Maybe there is a reason why August tends to be the harshest of months. After June and July, it is only appropriate for there to be a kind of punishment, a karma, for the indulgence that warm, breezy early summer temperatures permit. For those of us with the money and flexibility to travel on vacation in August, this conclusion may not be quite appropriate. But for me, and I would assume many young, relatively poor, urban professionals, August is starting to get a bit annoying. The other week I showed up for an interview, face flushed red from the heat, my Brillo pad black hair matted down with sweat. One of my favorite hobbies of this past summer, running through Rock Creek Park, has turned into an exhausting and unhealthy affair. My mid-afternoon run now has to be pushed back to the evening, when mosquitoes, the tragic summer enemy, are at the their worst, or to the early morning. Many times the latter involves an ambition not afforded after a late night of fighting off the heat with refreshing alcoholic beverages. Everything has become sluggish and fried, from my social life to my mental state (For instance, I am now writing an article on the sexual degree of a month). Maybe there is a reason why there are no important holidays or quintessential events in the month of August. Everyone is just too damn hot to do anything noteworthy.
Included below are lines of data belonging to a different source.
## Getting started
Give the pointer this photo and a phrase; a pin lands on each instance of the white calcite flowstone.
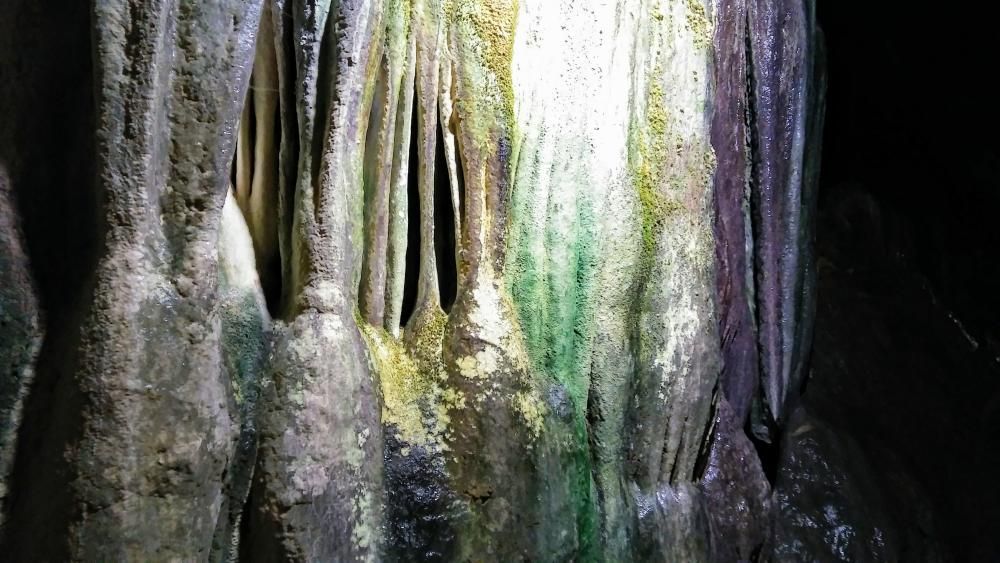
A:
(410, 279)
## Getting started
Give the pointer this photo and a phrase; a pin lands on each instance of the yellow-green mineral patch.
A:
(649, 153)
(489, 27)
(699, 24)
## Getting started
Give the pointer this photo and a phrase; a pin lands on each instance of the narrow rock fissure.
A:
(759, 427)
(444, 228)
(412, 272)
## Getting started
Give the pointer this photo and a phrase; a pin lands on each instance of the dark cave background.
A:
(901, 436)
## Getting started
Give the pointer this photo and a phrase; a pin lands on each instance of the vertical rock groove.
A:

Since it is technically not over yet, it might be too early to reflect on my first summer in Washington. While I genuinely want to try and enjoy the last weeks of summer before schools starts back up and temperatures start to fall, I can’t help but daydream about jeans, sweaters, boots, soups, and falling leaves. It is a shame that summer has to come to such a humid, claustrophobic, and obnoxious end. But maybe it’s all for the best. Leaving on such a hazy, dreary note makes one remember the good times summer affords: the pool parties, quiet evening strolls, nervous dates, and life away from the confines of winter. As a single guy, it is a good time for me to look back on what the DC summer provides socially: new friends, dates, and potential relationships. Much like the rest of the year, DC summers are a time to network and branch out into the community. And while the newly filled ice cube tray just won’t freeze fast enough, goddamn it, so too does summer seem to linger. August definitely isn’t the sexiest of months. If I find another new bug bite or have to swat at one more fly, I may be forced to up and move to the nearest tundra my finances can afford. It’s easy to forget that August won’t be around forever. Much like summer interns returning to school and vacationers leaving town after sightseeing in the nation’s capital, so too will August, DC’s most irriguous thirty-one days, fade away. Come January, I’ll definitely be nostalgic for that fundamental aspect of urban summers: the openness warm weather and sun brings to a community packed tightly into a rectangular, politically unrepresented patch of former swamp land. Summer is romantic in its lethargy, but suffocating in its insistence to go out in a bang of oppressive heat. The new friends and relationships I’ve developed over the past two months have provided many exciting opportunities that I hope will last through until next summer and beyond. In the meantime, you will find me miserably strewn out on my stuffy, humid apartment floor, in my underwear, probably blasting Ravi Shankar or something while numbing the heat with copious amounts of beer and an unopened bag of frozen peas. August: if you don’t have to be sexy, neither do I.